CDC aims to be carbon neutral by 2030, while Amazon has committed to reach net-zero carbon emissions by 2040.
Water hogs too?
Microsoft - which has set itself the goal of being carbon-negative by 2030 - also says its New Zealand data centres will be the first to be 100 per cent water-free - a key point, given data centres have traditionally been water hogs as well as power hogs.
“The New Zealand datacenters will be cooled using outside air only, requiring zero water for cooling and zero water for humidification. The new datacenter facilities will have a WUE (Water Usage Effectiveness) of 0.00 L/kWh [litres per kilowatt],” Microsoft Azure product engineering lead Patrick Quesnel says.
Transpower’s 2022 annual report says, “we are already witnessing growing demand for electricity in New Zealand. Our 10 highest daily peak loads over the past decade have all occurred in the past year, with six of the top ten occurring in 2022. Industrial load is also set to increase. Alongside the rise from process heat, data centres will be a key player driving this demand, as evidenced by projects from DCI Data Centers, Datagrid and Amazon.”
Datagrid, backed by rich lister Malcolm Dick and others, has plans for a 100MW hyperscale data centre in Southland, which would be 40,000sqm or the size of five rugby fields. However, that plan depends on funds being found for a new international cable and, more, Rio Tinto closing its aluminium smelter at Tiwai point, freeing up the necessary capacity from Meridian’s Manapouri power station - a development that is forever disappearing over the horizon.
Transpower says in response that it is supporting several renewable projects, including Contact Energy’s 168MW geothermal powerplant in Tauhara in the central North Island, due to open mid-year (Contact says 168MW is enough power for around 175,000 homes), and Meridian’s 176MW Harapaki wind farm in Hawke’s Bay, set to come on stream in 2024.

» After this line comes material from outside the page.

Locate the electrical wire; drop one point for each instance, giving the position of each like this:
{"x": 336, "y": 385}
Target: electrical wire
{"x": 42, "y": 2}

But another major project - a huge, $4 billion hydro-electric scheme at Lake Onslow in Otago, pitched by the Ministry of Business, Innovation and Employment as a South Island “battery” to help New Zealand move to 100 per cent renewable electricity - hangs in the balance. The industry is watching to see whether the project survives new Prime Minister Chris Hipkins’ cull of Government policies. Pundits say without that substantial government backing, no private player is likely to take it on.